This makes no sense. Genjustu has always required focus from the user,  you cant say its false when its icommon knowledge. I'm not sure how suna banning sharingan genjustu helps your point, they banned it from 1 on 1 occurrences due to needing another person to break you out, it has nothing to do with my original point.



Dr. White said:


> Also once again Minato and Obito were clearly moving at similar speeds as was the same in the exact same scenario prior when Obito tried to chain Minato like a dumbass.


Not sure what you're talking about. Kishimoto made it clear that Minato was faster, when he made Minato say "it's a battle of speed", and made Minato win that same said battle, so Minato was clearly faster.
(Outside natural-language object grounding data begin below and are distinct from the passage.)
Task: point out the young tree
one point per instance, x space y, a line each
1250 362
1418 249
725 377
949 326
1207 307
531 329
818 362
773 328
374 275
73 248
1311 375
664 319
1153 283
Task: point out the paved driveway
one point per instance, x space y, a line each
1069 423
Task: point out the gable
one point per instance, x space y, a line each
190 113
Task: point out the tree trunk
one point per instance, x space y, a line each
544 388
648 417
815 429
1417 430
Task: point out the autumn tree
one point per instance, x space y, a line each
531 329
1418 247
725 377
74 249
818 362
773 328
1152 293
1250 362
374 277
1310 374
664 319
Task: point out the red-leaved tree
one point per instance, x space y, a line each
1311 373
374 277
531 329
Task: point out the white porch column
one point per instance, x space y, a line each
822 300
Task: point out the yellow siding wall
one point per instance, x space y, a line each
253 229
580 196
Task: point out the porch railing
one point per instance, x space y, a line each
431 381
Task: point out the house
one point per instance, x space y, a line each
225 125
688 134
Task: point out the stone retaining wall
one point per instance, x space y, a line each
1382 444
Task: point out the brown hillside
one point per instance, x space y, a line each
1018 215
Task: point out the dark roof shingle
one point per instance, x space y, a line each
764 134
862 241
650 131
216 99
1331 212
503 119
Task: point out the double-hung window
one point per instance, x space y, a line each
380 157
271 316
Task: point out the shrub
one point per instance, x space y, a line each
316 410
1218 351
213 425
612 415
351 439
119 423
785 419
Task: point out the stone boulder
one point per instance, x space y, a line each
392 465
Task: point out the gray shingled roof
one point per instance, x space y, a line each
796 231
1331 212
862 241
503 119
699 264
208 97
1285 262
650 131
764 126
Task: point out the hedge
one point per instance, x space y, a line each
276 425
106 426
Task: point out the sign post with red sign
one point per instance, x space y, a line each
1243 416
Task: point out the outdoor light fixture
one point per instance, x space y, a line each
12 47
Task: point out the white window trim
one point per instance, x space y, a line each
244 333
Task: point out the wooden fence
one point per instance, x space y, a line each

Lol Obito didn't physically react to Minato, he reacted with his kamui phasing, two completely different things, by that basis Obito is similar to V2 Ay in speed because he reacted with his phasing. Show me Obito physically reacting to Minato, then well talk.



Dr. White said:


> Itachi catches Bee immediately after dodging Killer Bee from inches


How does it make my conclusion wrong Bee and Itachi were completely stationary, while in Minato's and obito were both moving, and this was all against a guy who was physically faster than him. Again that scene was a lot faster than you actually think, it just slowed down to show the momentum of the fight, they were likely moving 10x faster than you it was made out to be.




Dr. White said:


> Orochimaru gets caught on a


Again Oro was standing stationary looking directly into Itachi's eyes, how does this correlate to Obito trying to put someone faster than him in a genjutsu, while he's moving fast as well? In fact trying to put Minato in genjutsu sounds stupider than not putting him in one given the situation he was in.



Dr. White said:


> Sasuke catches  (which is faster than base Minato hopping at Obito at the same speed.)


Sasuke only caught Killer Bee in a genjutsu after he reached a certain distance, it also doesn't hurt that Kishi made it *blatantly* obvious that Killer Bee was looking directly into Sasuke's eyes, whereas he didn't do such thing with minato and obito, indicating that Minato wasn't actually looking directly into his eyes.

Its like saying someone in a car moving at an extereme speed, would be able to catch eye contact with another driver going slightly faster than him.


----------



## JiraiyaFlash (Jan 25, 2017)

There is still doubts on is he really looked at his eye.. And also why we never thinkin' like..

His shunshin +  throwin knife moment happened so fast he wasnt even able to think Genjutsu as a option. 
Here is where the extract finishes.